GDPR was designed to give consumers more control over their personal data, but three months after its introduction most don’t feel any better off.

It’s now three months since the General Data Protection Regulation (GDPR) came into effect and while consumers feel they have a better understanding of how companies are using their data most have seen no change to the overall experience they have with brands, according to new research commissioned by Marketing Week.

The survey of more than 1,000 consumers, which was conducted by Toluna, shows 57% of people feel they have a better understanding of how companies are using their personal data since GDPR was enforced on 25 May.

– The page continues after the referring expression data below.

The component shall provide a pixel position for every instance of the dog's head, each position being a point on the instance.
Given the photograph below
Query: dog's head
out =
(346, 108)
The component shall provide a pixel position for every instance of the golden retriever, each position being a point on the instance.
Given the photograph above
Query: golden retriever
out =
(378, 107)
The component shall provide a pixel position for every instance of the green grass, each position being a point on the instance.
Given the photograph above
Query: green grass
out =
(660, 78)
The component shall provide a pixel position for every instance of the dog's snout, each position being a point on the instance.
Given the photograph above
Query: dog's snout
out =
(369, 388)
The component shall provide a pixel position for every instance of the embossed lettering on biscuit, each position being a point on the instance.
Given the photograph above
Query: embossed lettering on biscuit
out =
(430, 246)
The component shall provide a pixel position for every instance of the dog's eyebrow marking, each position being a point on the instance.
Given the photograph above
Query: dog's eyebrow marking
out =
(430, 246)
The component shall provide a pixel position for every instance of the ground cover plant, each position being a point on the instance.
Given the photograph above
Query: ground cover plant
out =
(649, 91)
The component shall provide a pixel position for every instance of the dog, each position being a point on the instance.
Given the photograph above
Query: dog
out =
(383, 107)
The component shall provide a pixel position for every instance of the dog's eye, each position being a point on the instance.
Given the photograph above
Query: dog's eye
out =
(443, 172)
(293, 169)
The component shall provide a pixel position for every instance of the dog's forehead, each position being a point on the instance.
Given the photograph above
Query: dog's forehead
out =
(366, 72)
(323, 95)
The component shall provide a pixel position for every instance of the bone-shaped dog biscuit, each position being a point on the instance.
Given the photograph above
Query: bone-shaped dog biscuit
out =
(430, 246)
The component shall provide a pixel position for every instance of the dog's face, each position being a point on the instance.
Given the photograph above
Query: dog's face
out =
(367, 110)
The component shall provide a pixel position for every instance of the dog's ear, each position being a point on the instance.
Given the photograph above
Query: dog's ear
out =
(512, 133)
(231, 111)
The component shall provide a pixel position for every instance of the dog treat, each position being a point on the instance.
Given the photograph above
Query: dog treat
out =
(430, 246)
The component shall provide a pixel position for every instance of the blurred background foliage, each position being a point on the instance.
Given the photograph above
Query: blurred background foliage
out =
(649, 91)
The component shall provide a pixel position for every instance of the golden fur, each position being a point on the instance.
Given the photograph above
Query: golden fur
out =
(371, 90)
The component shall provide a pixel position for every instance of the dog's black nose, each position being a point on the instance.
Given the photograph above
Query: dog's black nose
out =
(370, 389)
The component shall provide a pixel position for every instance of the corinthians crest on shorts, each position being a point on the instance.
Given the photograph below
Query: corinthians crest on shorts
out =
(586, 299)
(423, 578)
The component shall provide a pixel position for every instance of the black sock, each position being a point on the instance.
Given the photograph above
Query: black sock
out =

However, despite brands’ best efforts, just 27% of consumers believe their overall experience with brands is better. Most people (65%) believe GDPR has made no difference at all, while 8% suggest things have actually got worse.

More than third of consumers (36%) also believe companies have used their personal data without their consent since the introduction of GDPR, such as by sending them emails they’ve not signed up for.

READ MORE: Ben Davis – GDPR is here and, yes, user experience is still broken


While no business has been found in breach of the new law yet, given the fines associated with ignoring the regulation it’s concerning that a fifth of respondents (21%) believe they have seen companies acting illegally.

This should ring alarm bells for brands that either don’t fully understand the regulation or are choosing to ignore it, as the overwhelming majority of consumers (90%) that think they’ve witnessed brands acting unlawfully now trust these brands less, with half suggesting they will no longer buy products and services from that company as a result.

Given 54% of respondents say they’re not sure whether they’ve seen any companies breaching the regulation, its suggests consumers are still not entirely clear about their rights, despite the fact 92% are aware of GDPR. The Information Commissioner’s Office was criticised in the run up to 25 May for not doing enough to inform consumers about their data rights ahead of GDPR coming into force.

READ MORE: Harry Lang – Where’s the GDPR campaign to tell consumers about their data rights?

On a more positive note, just over half (51%) of respondents believe it is easier to tell companies how they want their data to be used, whether that’s by opting out of emails or changing cookie settings, compared to just 13% who find it harder following the introduction of GDPR.

Looking at specific channels, it’s encouraging to see that 41% of consumers have seen an improvement in the way brands communicate with them via email following the introduction of GDPR, but most (52%) have seen no change.

Similarly, while a quarter of consumers have seen an improvement on websites where they’ve given brands permission to use cookies to track them, 18% believe it has actually made those sites worse to use. But half of respondents (53%) say it has made no difference to their experience at all.